I find it difficult to justify my enjoyment of People Will Talk. The film slaps together plot elements that are odd, odder and oddest.  It gets preachy at times.  It pretends to have a story that really isn't there.  The film's climax centers on a hearing that will decide if Praetorius is guilty of misconduct and can keep his professor job at the college.  But the misconduct charges are so flimsy that the hearing is anti-climactic.  Praetorius has never neglected his duties, he has never violated the school's code of ethics and, most importantly, he has never brought harm to anyone. So, where is the misconduct? The hearing is organized by a jealous colleague, Professor Rodney Elwell (Hume Cronyn), who simply thinks Praetorius is peculiar. He is, so what? Elwell's suspicions about the doctor are exacerbated by the doctor's reticence to talk about his past.  Regardless of Elwell's feelings, nothing could possibly come from this hearing.

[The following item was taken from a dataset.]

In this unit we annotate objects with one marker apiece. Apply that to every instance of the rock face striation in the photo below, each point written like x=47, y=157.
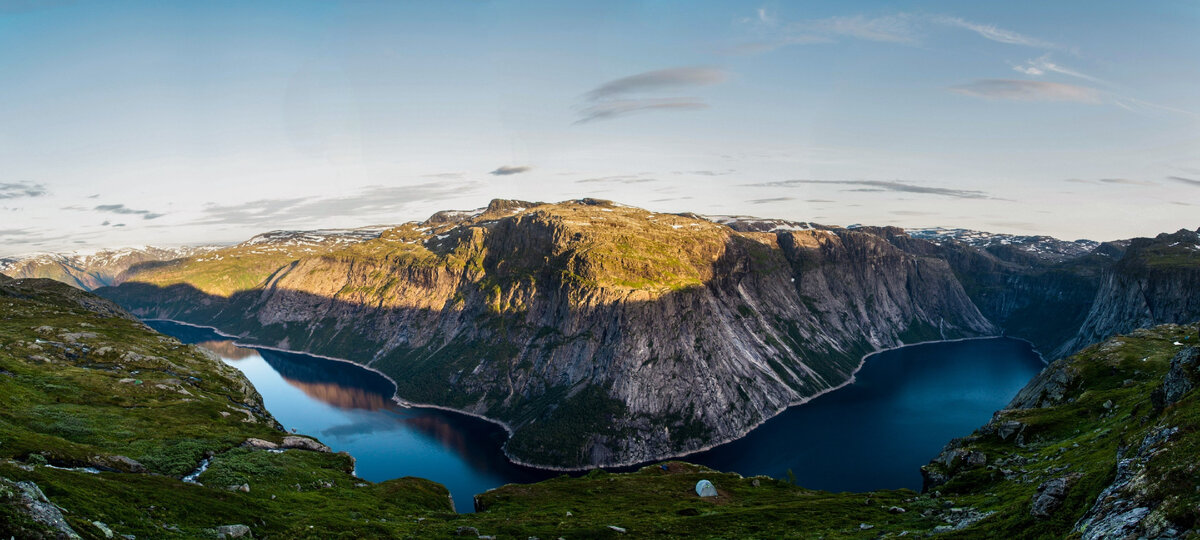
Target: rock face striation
x=599, y=334
x=1108, y=437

Grant is as charming as he ever has been and he is amusing with his many curious observations, from his thoughts on the superior flavor of sauerkraut prepared in a barrel to his offbeat philosophy of medicine ("One of the few pleasures of being sick is the right to feel good and miserable.  Don't let any doctor tell you differently.").  Bosley Crowther of The New York Times called Grant's portrayal of Dr. Praetorius "an effective mixture of medicine and merriment."